■今では見かけない「コラムシフト」
ステアリングコラムにマニュアルのシフトレバーがあるタイプ。クラウンコンフォートやセドリック/グロリア、ワンボックスカー、トラックなどに採用されていたが、今ではほとんど見かけなくなった。現時点、新車で購入できるコラムシフトのMT車はない。
コラムシフトは、フロアシフトと比べて、スペース効率が優れており、空いたスペースで3人掛けのベンチシートにすることもできた。

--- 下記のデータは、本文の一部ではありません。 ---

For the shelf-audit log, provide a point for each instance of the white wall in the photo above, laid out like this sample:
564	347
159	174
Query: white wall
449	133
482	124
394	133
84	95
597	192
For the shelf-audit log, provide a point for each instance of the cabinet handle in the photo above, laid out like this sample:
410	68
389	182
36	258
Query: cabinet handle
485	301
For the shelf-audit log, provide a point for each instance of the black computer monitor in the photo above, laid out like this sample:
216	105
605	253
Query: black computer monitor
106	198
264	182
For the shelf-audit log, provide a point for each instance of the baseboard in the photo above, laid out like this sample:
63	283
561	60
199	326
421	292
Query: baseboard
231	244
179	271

ただ、70年代に入り4MT、5MTと多段化が進んだことで、「ギアがどこに入っているのか分かりにくい」という欠点が浮き彫りとなり、徐々に採用車種が減っていき、バンやトラック、タクシーなどに採用が限られるようになった。
また、シフトレバーからトランスミッションまでを、複数のリンク機構などを介して繋げていたため(リモートコントロール式という)、遊びが大きくてグネグネとした操作感も不評であった。
■シフトレバーの位置や長さは「好みの問題」でしかない
シフトレバーの位置については、構造や機能的に、欠点が指摘されてきたコラムシフトのMTを除けば、フロアシフトMTかインパネシフトMTかは、ドライバーの好みで選べばよく、どちらかが機能的に劣る、ということはない。

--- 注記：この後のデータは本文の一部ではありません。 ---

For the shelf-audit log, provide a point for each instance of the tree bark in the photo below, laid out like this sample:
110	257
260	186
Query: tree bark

また、シフトノブの長さについても、長いほうが操作したフィーリングあって好きという方もいるし、短いほうが手先だけでシフトチェンジできるので好き、という意見もある。「お好きな方でマニュアル操作を楽しみましょう」というのが筆者の考えだ。
全車速追従機能付のACCなどの運転支援技術が当たり前になりつつある現在、MT車の存在意義は、「商業車」か「プレジャー」という目的以外にはない。新車では減る一方のMT車だが、中古車市場においては、程度の良いMT車は、まだたくさんある。
「MT車好きはマニアック」という印象を持たれることがあるが、少数派となった今だからこそ、あえてマニュアル車を選んでみるのは、どうだろうか。